Doing nothing to dispel rumours that he is itching to get his old job back, Mr. Landry was granting interviews left and right, offering unsolicited advice to his successor. He told Radio- Canada he is "a statesman" who will serve his party where needed. Asked whether he would consider returning as leader, Mr. Landry called the question hypothetical. "There is someone at the head of our party who was democratically elected," he said.
Short of Mr. Boisclair resigning, nothing in PQ rules would allow the party to replace its leader before an election expected this spring. Jean-Marc Leger, president of Leger Marketing, said that even if a slight advance is not enough to assure the Liberals' victory, because their support is disproportionately concentrated in anglophone Montreal ridings, the PQ should be worried.
"It's not good news for the PQ. The trend is really bad for them," he said. The sovereigntist party's current level of support is one point ahead of where it finished in the 2003 election, which it lost to the Liberals.
Mr. Boisclair, 40, was supposed to inject new life into the party after he won the leadership in November, 2005. His open homosexuality and admitted cocaine use as a Cabinet minister were not seen as obstacles, but recently Liberals have called into question his maturity.

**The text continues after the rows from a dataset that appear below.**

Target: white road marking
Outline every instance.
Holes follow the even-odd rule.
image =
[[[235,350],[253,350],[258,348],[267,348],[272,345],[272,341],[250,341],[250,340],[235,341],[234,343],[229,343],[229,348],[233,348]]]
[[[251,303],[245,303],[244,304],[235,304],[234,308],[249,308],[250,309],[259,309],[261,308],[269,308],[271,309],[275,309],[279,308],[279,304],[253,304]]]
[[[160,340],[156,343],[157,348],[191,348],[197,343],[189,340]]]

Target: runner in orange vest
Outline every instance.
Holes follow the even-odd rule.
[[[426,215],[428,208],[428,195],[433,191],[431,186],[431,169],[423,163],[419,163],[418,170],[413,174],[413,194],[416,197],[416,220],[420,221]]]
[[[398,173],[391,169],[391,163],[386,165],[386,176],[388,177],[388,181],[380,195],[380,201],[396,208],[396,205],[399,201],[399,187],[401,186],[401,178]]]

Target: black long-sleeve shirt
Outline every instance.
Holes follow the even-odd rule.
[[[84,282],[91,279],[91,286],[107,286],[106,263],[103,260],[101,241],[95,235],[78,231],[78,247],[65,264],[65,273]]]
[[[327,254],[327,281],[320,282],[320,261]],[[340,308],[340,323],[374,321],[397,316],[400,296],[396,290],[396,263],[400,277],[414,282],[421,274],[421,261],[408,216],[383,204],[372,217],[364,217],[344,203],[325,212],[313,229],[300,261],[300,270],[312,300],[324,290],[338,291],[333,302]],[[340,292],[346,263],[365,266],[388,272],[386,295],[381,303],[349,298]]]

His current troubles began in December when he took part in a parody of the gay cowboy movie, Brokeback Mountain. The sketch showed Mr. Boisclair interrupting a mock love scene between George W. Bush and Stephen Harper characters.
Rumblings in his caucus intensified last week after Mr. Boisclair mused about the crucifix and gave an interview declaring an end to the days when the PQ and the province's trade unions were "buddy-buddy, spending their evenings together at dinners washed down with plenty of wine." Union officials said it was an unfair description.
Mr. Boisclair, who last year promised a "dream team" of candidates to rival the one fielded by party founder Rene Levesque, has been stymied in his search for stars. Two up-and-coming PQ MNAs, Jonathan Valois and Stephan Tremblay, have announced they will not seek re-election. Louise Beaudoin, a long-time PQ Cabinet minister who last fall all but confirmed her return to politics, announced on Friday that she will not run.
One of Mr. Landry's hardline disciples, Yves Michaud, said yesterday Mr. Boisclair should read the writing on the wall and step down. He said he would like to see Mr. Landry take back the party reins. In an op-ed article published yesterday in La Presse, sovereigntist writer Victor-Levy Beaulieu said he fears the Liberals could sweep the next election.
The Leger findings were echoed in a CROP poll published yesterday in La Presse, with one notable exception. The Leger survey showed Mario Dumont's Action Democratique du Quebec closing ground on the other two parties, pulling to 24%, whereas CROP put the ADQ at 14%.
Mr. Leger said the difference could be explained by the timing of the surveys. His was taken from Jan 25-28, and reflected the popularity of Mr. Dumont's recent stance against accommodating immigrants' religious values. The CROP survey was stretched over Jan. 18-28. Both polls are considered accurate within three percentage points, 19 times out of 20.